BERITA TERKINI
IHSG Diproyeksikan Melemah, Investor Mencermati Tekanan Global dan Aksi Jual Asing

IHSG Diproyeksikan Melemah, Investor Mencermati Tekanan Global dan Aksi Jual Asing

Jakarta – CGS International Sekuritas Indonesia memproyeksikan Indeks Harga Saham Gabungan (IHSG) berpotensi kembali melemah secara teknikal pada awal pekan, Senin (30/3). Dalam risetnya, CGS memperkirakan IHSG bergerak dengan area support di 6.880–6.986 dan resistance di 7.205–7.315.

Pada perdagangan Jumat (27/3), IHSG ditutup di zona merah pada level 7.097,05, turun 0,94 persen dari posisi sebelumnya di 7.164,09.

Menurut CGS, tekanan terhadap pasar saham domestik dipicu oleh pelemahan mayoritas indeks utama di Wall Street yang terjadi seiring lonjakan harga minyak mentah global.

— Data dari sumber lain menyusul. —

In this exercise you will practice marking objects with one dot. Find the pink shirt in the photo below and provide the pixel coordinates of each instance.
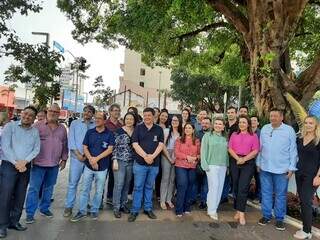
(182, 150)
(244, 143)
(54, 145)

Selain itu, aksi jual bersih (net sell) investor asing yang mencapai Rp1,89 triliun pada perdagangan akhir pekan lalu turut menjadi sentimen negatif bagi pergerakan IHSG.

Meski demikian, CGS menilai terdapat faktor yang berpotensi menahan tekanan, yakni penguatan mayoritas harga komoditas global yang diperkirakan dapat memberikan sentimen positif bagi pasar.

Untuk perdagangan hari ini, CGS merekomendasikan sejumlah saham untuk dicermati investor, yakni PT Energi Mega Persada Tbk (ENRG), PT Elnusa Tbk (ELSA), dan PT AKR Corporindo Tbk (AKRA). Selain itu, CGS juga menyoroti PT Merdeka Gold Resources Tbk (EMAS), PT Dharma Satya Nusantara Tbk (DSNG), serta PT Bukit Asam (Persero) Tbk (PTBA).